De acordo com o relatório em análise, o benefício financeiro dos esquemas de Vistos Gold é prejudicado pelos riscos decorrentes da falta de diligência, por conflito de interesse e pelos amplos poderes discricionários que resultam da atuação dos serviços públicos envolvidos. A falta de rigor na concessão de Vistos Gold, para além de permitir a entrada de pessoas corruptas, potencia também a corrupção dos próprios estados.
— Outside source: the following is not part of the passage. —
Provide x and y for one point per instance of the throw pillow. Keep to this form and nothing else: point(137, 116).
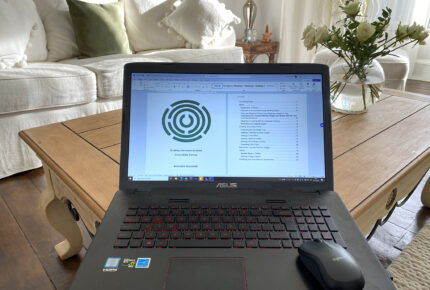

Em Portugal, como todos nos lembramos, os Vistos Gold já deram origem a um caso judicial que envolve altas figuras do estado e da administração pública por suspeitas da prática de crimes de corrupção, branqueamento de capitais, prevaricação, tráfico de influências e peculato.
Sendo certo que não passa de uma opinião irónica, já que existem listas que identificam internacionalmente os países considerados como “paraísos fiscais”, sugiro a criação de uma lista que identifique os países que oferecem (ou melhor, vendem) Vistos Gold à qual poderíamos chamar “Lista de Paraísos Residenciais” e na qual, certamente, Portugal estaria nos lugares cimeiros.
Estando esta crónica já longa, termino com uma comparação que considero pertinente e que obriga à reflexão de todos nós. Sabiam que desde o início de 2012 até ao final de 2017 Portugal acolheu cerca de 1.400 refugiados? Não será pouco quando comparado com as 18.057 autorizações de residência emitidas no âmbito dos Vistos Gold? Como podem os políticos europeus negar acolhimento a refugiados quando, em simultâneo, vendem autorizações de residência em número muito superior? Será a “cidadania” apenas um negócio?
Sei que é utópico, mas num cenário de crise migratória, não seria socialmente justo reinvestir os montantes provenientes dos Vistos Gold no apoio aos refugiados?
Lanço a ideia: Por cada Visto Gold concedido… os estados deviam acolher um refugiado. Como sou otimista, até já imagino o mote da campanha política a realizar junto da União Europeia: “Em Portugal, por cada Visto Gold… acolhemos um Refugiado! Faça o mesmo no seu país”.